The case before the Court was State Farm Fire & Casualty Co. v. United States ex. rel. Rigsby et al. In the years following the devastation of Hurricane Katrina, there were a massive number of insurance claims. The National Flood Insurance Program was responsible for flood damage, whereas State Farm Fire & Casualty Company (SFFCC) was responsible for wind damage. As one can imagine, there was some ambiguity in parsing out what damage was due to wind and what to flooding. In this case, the relators alleged that SFFCC instructed claims adjusters to misclassify wind damage as flood damage, thereby fraudulently shifting the cost of insurance liability to the government.
The FCA’s seal requirement mandates that qui tam complaints be kept under seal until the court orders them unsealed. This requirement was broken when the relators’ former attorney, Dickie Scruggs, leaked a sealed filing to several press outlets. SFFCC moved for dismissal. The District Court decided and the Court of Appeals for the Fifth Circuit affirmed that this violation did not merit automatic dismissal. The Supreme Court has now affirmed this view.

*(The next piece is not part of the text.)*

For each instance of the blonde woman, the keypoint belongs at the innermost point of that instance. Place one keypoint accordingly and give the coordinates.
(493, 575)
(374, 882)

In reaching its decision, the Supreme Court looked at both the language and purpose of the statutory provision, concluding that while there’s no doubt the language creates “a mandatory rule the relator must follow,” the statute does not require automatic dismissal. Though the seal provision prescribes no remedy, the Court reasoned that several other provisions of the FCA do expressly require dismissal for certain violations, indicating that if Congress intended to require dismissal for violating the seal requirement, it would have said so. Further, the Court saw their conclusion in line with the purpose of the statute. Justice Kennedy remarked that the seal provision was meant to encourage more private enforcement suits and to protect the Government’s interests. Given that, it wouldn’t be reasonable to see this provision in a way that would prejudice the Government “by depriving it of needed assistance from private parties.” The Court held that whether a violation of the FCA’s seal requirement merits dismissal of the case is left with the sound discretion of the district court.
This decision clears up a prior ambiguity, ending a Circuit split. So what does this mean for parties in FCA cases?
First, it means that defendants cannot count on a dismissal if a relator violates the seal provision. However, it is key to remember that dismissal is still an option for the district court, along with a variety of lesser punishments. Finally, though this decision does not mean relators can violate the FCA’s seal requirement with impunity, time will tell whether it emboldens relators to be somewhat less cautious.